Alegria de brasileiro dura pouco: o país ainda comemorava a decisão do STF de proibir o orçamento secreto quando veio a notícia de que a Câmara havia dobrado a aposta e aprovado a PEC dos Precatórios (ou do Calote, ou dos Predatórios) em segundo turno.
A PEC oficializa o calote: o governo deve, sabe que deve, a Justiça manda pagar, mas, sabe como é, a conta é meio salgada, então o governo avisa que não vai dar para pagar tudo, não. Paga uma parte agora e o resto depois. Se ou quando pagará o resto, não se sabe: ele será acrescido de juros e se somará aos precatórios que fatalmente virão no futuro, de modo que a dívida tende a crescer continuamente (os precatórios de baixa prioridade ficarão para as calendas gregas, e dane-se o credor). Bolsonaro será o presidente que acabou com a bola de neve da Previdência, mas criou a bola de neve dos precatórios.
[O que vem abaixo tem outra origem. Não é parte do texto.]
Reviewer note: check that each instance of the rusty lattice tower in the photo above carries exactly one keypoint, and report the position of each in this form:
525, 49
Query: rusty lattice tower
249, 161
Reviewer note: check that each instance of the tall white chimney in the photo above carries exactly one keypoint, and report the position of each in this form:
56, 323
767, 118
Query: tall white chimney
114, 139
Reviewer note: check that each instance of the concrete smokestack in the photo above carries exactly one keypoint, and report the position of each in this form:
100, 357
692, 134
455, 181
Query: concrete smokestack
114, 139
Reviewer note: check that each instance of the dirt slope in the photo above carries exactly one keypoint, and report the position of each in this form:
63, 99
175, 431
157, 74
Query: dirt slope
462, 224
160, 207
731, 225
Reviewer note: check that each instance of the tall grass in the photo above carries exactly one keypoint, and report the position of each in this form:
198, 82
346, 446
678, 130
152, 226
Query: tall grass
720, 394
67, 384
A PEC legaliza a violação de contratos, gera insegurança jurídica, quebra o teto de gastos e cria um precedente perigoso: se o governo rasga a lei para os precatórios, por que não a rasgará para outras coisas? A PEC também abre espaço para o governo comprar votos de parlamentares em 2022 — o orçamento secreto foi proibido, mas vem aí uma versão 2.0 —, cria um fundo eleitoral de 5 bilhões de reais, até subsídio a combustível fóssil dá (pareceria um contrassenso se alguém acreditasse nas promessas do governo na COP26).
Para coroar, é tudo feito em nome dos pobres. Na verdade, é o contrário: Bolsonaro extinguiu o Bolsa Família e o novo Auxílio Brasil só vale para o ano eleitoral. Depois da eleição, danem-se os pobres.
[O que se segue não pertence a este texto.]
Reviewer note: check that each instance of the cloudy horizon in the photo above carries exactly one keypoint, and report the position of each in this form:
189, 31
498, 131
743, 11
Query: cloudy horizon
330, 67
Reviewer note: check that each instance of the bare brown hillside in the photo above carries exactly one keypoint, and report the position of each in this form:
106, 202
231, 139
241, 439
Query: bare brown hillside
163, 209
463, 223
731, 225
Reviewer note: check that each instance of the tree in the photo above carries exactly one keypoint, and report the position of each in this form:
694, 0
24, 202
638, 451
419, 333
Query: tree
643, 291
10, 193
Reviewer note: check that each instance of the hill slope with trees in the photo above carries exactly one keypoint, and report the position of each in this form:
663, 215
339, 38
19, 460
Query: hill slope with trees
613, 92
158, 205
“Bolsonaro será o presidente que acabou com a bola de neve da Previdência e criou a dos precatórios”
Com a PEC, Bolsonaro mantém o apoio do Centrão e consegue um programa social-eleitoral para chamar de seu; os deputados (que já levaram quase 1 bilhão de reais em emendas) poderão continuar a vender votos no ano que vem e ganham um caminhão de dinheiro para a campanha eleitoral; e prefeitos no Brasil inteiro ganham o parcelamento de dívidas previdenciárias.
O preço desses regalos todo mundo conhece: dólar alto, inflação (“direto e na veia”, resumiu o economista Edmar Bacha), juro alto, crescimento baixo, descontrole financeiro, desemprego. Mas e o país? Ora, dane-se o país.
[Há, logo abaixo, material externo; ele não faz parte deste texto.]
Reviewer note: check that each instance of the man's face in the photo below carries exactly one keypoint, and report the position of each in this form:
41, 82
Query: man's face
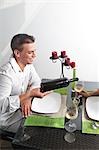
27, 54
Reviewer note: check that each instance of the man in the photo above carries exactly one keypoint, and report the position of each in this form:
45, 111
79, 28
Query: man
19, 83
O país tem duas chances de impedir a danação. A primeira é no Senado, cujo presidente, Rodrigo Pacheco, sempre obsequioso com Bolsonaro, diz que não vê a PEC como algo “eleitoreiro, populista ou demagógico”. E promete votar rápido.
Outra chance está no Supremo. A PEC é obviamente inconstitucional, mas consta que alguns ministros teriam se mostrado sensíveis ao argumento da “governabilidade”: não seria a primeira vez que o tribunal abençoaria um ato inconstitucional por injunção política. Dado o escândalo que a emenda se tornou, talvez os ânimos tenham mudado. A ver.
Seja como for, uma coisa é certa: emendas no Orçamento são instrumentos de barganha ilegítima e oportunidades de corrupção há décadas, e assim será enquanto tivermos uma Constituição excessivamente detalhista; uma grande quantidade de partidos; um sistema tributário que concentra a arrecadação em poder do governo federal; e o voto não for distrital.
Até lá, o país continuará se danando.